Human Cooperation & Interaction
When I was six I was stuck playing Maximum Carnage on the Sega gensis with my brother in my living room (whenever he would give up the sticks!). Now I can play Assassin’s Creed with people in Africa, fighting other people in New Zealand. Games, since their inception, have encouraged us to work together to win. In old single player games it didn’t matter that only one of us could play at a time, me and whoever braved playing with me at the time were partners in the journey to best the cartridge, disc, mind control device, whatever. Now that we have systems that 4 people can play locally (as in people that are on the same couch as you), countless can play linked, and even more can play online games. This function is similar to sports. Sports are obviously more physical, but ultimately they give us a chance to cooperate with others towards a common goal in a competitive atmosphere. Games are the same (perhaps that is why they also call them games..). I urge you to try and play non cooperatively in any current military simulation game. Unless you are the Highlander or Chuck Norris, the lack of a team would guarantee your loss. We have all experienced the situation were we haplessly bargain our partners over items, power ups, and on some occasions…PIZZA.
Example: Mario Party, Double Dragon, Ninja Turtles Shell Shock (“I swear to God if you steal my pizza….”), Call of Duty, and one other game..
There is: music, visual design, story, vision, drama, suspense, personal relevance…..I don’t think I should have to explain this one.
Example: MARIO PAINT! (for those of you that missed out, I have never enjoyed swatting flies with a disembodied white glove before)
Most parents buy their kids a dog to teach them that there are “responsibilities” associated with privileges and more specifically in taking care of another living thing.

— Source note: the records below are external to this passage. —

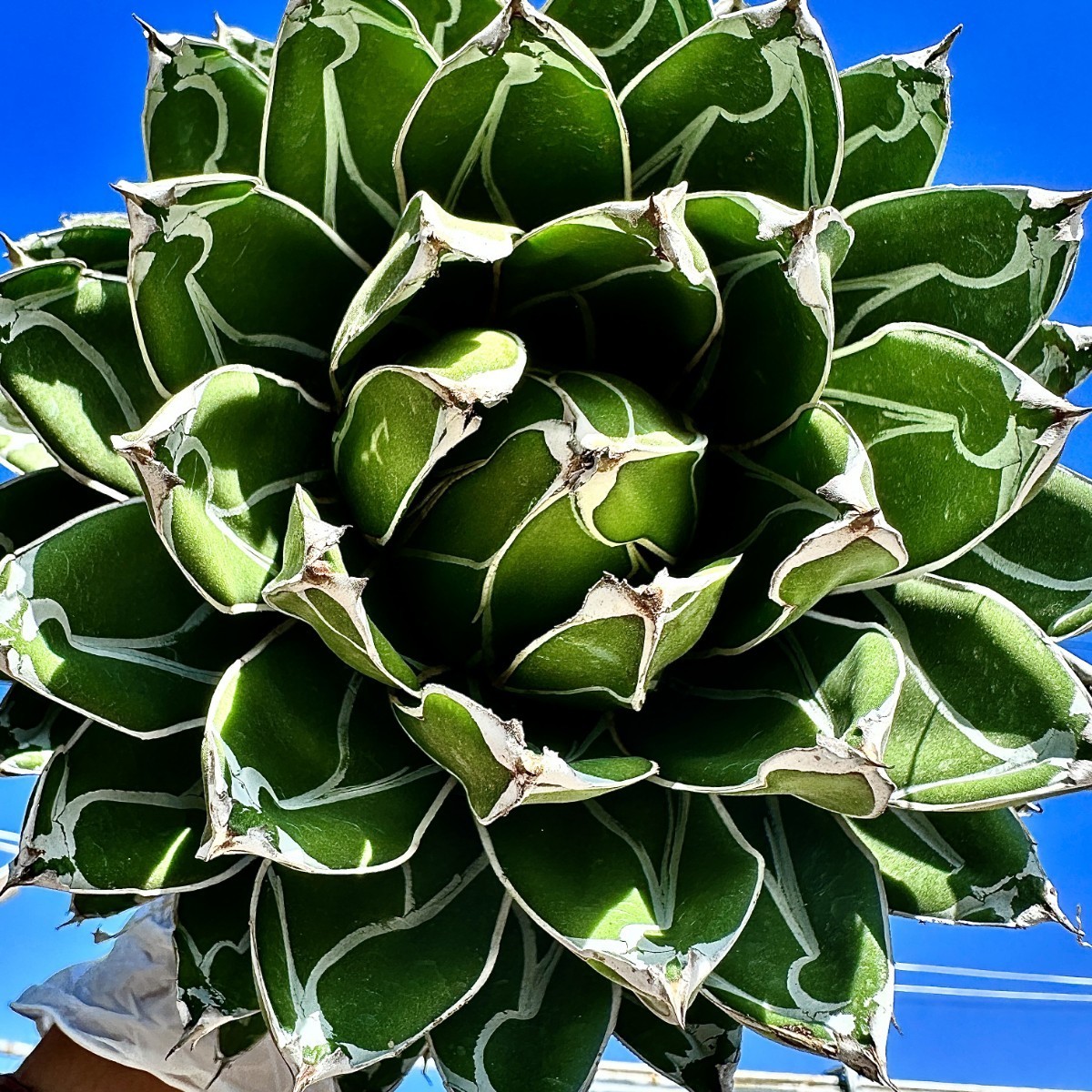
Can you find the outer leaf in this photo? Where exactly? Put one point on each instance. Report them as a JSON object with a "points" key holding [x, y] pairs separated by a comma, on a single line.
{"points": [[1031, 560], [491, 759], [541, 1021], [70, 363], [806, 714], [626, 883], [623, 288], [203, 107], [305, 764], [977, 434], [807, 522], [519, 126], [352, 970], [807, 971], [977, 869], [114, 814], [758, 77], [316, 587], [348, 72], [402, 420], [218, 464], [989, 262], [898, 119], [627, 35], [430, 248], [612, 651], [97, 617], [774, 268], [201, 304], [703, 1057]]}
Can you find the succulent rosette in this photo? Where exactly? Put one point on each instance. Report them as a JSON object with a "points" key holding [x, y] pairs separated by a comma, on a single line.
{"points": [[541, 525]]}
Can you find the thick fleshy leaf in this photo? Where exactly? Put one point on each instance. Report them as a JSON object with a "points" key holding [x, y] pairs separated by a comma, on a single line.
{"points": [[402, 420], [98, 617], [203, 108], [703, 1057], [315, 587], [71, 364], [114, 814], [628, 35], [348, 74], [1057, 356], [1037, 560], [305, 764], [491, 759], [98, 239], [807, 521], [958, 438], [898, 118], [208, 282], [519, 126], [989, 262], [430, 249], [612, 651], [774, 268], [218, 464], [622, 288], [981, 868], [806, 714], [813, 966], [540, 1024], [354, 969], [749, 102], [650, 887]]}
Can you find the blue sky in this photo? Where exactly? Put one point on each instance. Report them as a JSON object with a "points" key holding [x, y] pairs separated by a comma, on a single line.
{"points": [[75, 76]]}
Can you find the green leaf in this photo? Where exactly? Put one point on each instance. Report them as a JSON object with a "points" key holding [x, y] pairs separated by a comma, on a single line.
{"points": [[348, 72], [520, 126], [97, 617], [430, 249], [898, 118], [628, 35], [402, 420], [316, 587], [32, 505], [813, 966], [492, 760], [71, 365], [981, 868], [989, 262], [1032, 561], [113, 814], [958, 438], [807, 714], [541, 1022], [203, 107], [807, 521], [98, 239], [208, 281], [774, 268], [629, 884], [612, 651], [354, 969], [749, 102], [32, 727], [1057, 356], [305, 764], [218, 465], [622, 287], [703, 1057]]}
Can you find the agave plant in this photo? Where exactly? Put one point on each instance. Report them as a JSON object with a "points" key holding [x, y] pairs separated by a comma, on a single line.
{"points": [[595, 409]]}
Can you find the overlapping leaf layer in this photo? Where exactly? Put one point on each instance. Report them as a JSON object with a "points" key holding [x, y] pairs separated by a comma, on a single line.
{"points": [[594, 408]]}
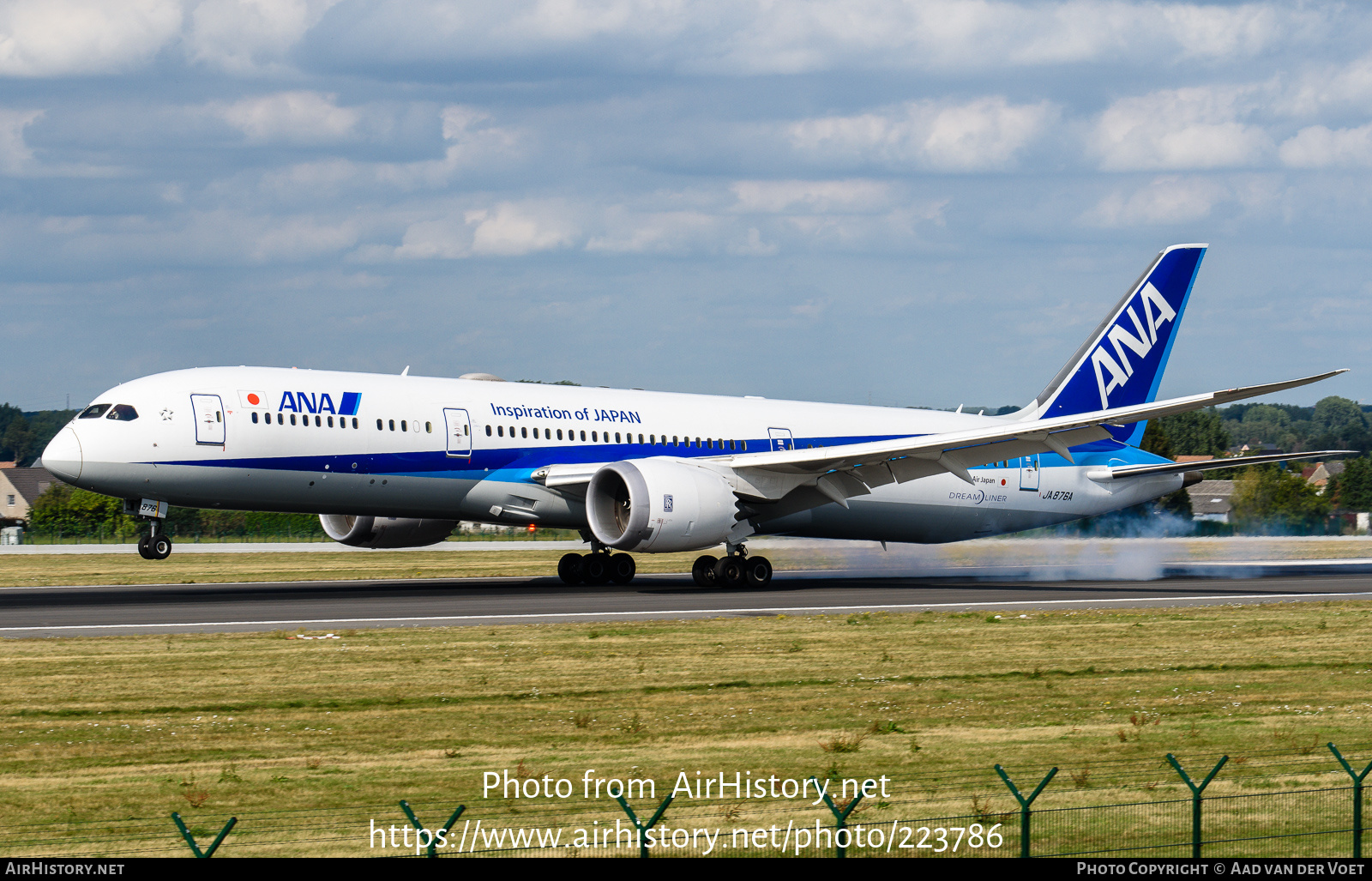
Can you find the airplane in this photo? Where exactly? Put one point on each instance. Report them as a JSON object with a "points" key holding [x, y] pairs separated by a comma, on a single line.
{"points": [[395, 462]]}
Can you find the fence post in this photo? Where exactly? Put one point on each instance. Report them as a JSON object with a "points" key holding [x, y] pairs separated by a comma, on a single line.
{"points": [[1357, 799], [1024, 806], [432, 847], [196, 848], [642, 828], [841, 850], [1195, 799]]}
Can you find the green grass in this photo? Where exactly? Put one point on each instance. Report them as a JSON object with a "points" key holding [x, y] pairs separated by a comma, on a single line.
{"points": [[335, 732]]}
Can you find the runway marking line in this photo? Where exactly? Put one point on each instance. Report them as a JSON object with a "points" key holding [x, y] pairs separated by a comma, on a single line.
{"points": [[797, 608]]}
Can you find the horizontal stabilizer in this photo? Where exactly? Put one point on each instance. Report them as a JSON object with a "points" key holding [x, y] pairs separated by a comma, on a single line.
{"points": [[1212, 464]]}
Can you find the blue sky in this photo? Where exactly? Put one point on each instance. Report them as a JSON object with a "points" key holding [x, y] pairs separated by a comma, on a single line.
{"points": [[906, 203]]}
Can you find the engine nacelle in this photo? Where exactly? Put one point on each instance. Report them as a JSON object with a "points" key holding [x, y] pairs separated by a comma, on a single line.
{"points": [[386, 531], [660, 505]]}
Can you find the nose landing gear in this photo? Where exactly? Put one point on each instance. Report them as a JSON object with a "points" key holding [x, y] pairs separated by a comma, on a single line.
{"points": [[155, 545]]}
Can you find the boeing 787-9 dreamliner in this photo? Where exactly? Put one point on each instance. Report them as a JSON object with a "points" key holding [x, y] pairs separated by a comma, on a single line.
{"points": [[395, 462]]}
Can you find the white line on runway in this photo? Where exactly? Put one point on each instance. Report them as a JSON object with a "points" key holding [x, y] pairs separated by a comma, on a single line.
{"points": [[796, 608]]}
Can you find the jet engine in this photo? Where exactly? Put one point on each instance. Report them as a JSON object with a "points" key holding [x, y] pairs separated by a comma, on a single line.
{"points": [[386, 531], [659, 505]]}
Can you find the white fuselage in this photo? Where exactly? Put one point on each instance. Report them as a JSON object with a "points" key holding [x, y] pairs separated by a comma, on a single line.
{"points": [[412, 446]]}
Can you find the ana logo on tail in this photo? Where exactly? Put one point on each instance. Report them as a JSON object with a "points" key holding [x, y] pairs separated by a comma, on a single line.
{"points": [[1156, 313]]}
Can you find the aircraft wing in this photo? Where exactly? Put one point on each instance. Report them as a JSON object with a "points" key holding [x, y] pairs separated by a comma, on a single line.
{"points": [[1212, 464], [855, 468]]}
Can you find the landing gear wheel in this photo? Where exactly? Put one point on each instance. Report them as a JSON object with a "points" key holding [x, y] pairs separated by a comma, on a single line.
{"points": [[159, 548], [622, 569], [569, 569], [704, 571], [596, 569], [729, 571], [758, 571]]}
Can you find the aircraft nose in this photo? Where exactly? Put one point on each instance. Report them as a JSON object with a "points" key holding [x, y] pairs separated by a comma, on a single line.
{"points": [[62, 456]]}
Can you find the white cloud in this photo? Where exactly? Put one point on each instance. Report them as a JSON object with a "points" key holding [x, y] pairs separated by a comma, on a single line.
{"points": [[1317, 147], [292, 117], [1170, 199], [15, 157], [655, 232], [1191, 128], [983, 135], [507, 229], [75, 37], [743, 37], [247, 36], [821, 196]]}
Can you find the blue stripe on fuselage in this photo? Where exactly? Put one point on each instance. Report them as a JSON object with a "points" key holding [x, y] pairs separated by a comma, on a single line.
{"points": [[439, 464]]}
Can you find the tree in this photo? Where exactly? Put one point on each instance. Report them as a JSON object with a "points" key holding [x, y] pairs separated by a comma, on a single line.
{"points": [[1198, 432], [1337, 413], [1353, 489], [1269, 498]]}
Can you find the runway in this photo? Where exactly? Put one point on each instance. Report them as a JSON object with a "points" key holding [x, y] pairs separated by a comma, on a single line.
{"points": [[27, 612]]}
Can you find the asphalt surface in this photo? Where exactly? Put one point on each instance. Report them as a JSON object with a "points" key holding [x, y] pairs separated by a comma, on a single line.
{"points": [[336, 606]]}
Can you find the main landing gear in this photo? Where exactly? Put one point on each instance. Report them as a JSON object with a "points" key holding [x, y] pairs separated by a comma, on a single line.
{"points": [[737, 570], [155, 545], [599, 567]]}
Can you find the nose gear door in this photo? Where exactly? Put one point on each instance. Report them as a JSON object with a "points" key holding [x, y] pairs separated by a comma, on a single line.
{"points": [[459, 431], [209, 419]]}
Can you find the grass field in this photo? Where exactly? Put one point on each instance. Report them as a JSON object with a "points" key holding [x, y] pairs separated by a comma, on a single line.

Want to save hundreds of dollars on dog food and new socks? Buy the kid a Tamagotchi, it’s practically the same thing except it’s quiet, doesn’t need fed (real food), and fits snuggly inside your sons pocket.
These are just but a few lessons I picked up from gaming, but I hope they have shown you two things:
- Games have lessons to be taught and can help you learn, and can also be about mindless violence which is also righteous.
- EVERYTHING is an educational tool, especially you! (I said it, you’re a damn tool.) It is up to us to learn, and derive value and merit from the things with which we are presented. While certain materials have been generally accepted as a standard of education, it is not at the exclusion of all other materials.
So keep learning any way that you can, as long as you want to, it is a possibility. Read a book, study something that interests you, or go tear through Nazi Zombies for 2 hours. The next time your mom or girlfriend (note: either way it’s a nagging female) begins to lecture you about the time you are wasting leveling up your paladin, (I am talking Diablo II, not World of Warcraft….I think WoW may actually be more of a cult then a game…) look at them patiently in the eyes and say “FUCK OFF, IM LEARNING.”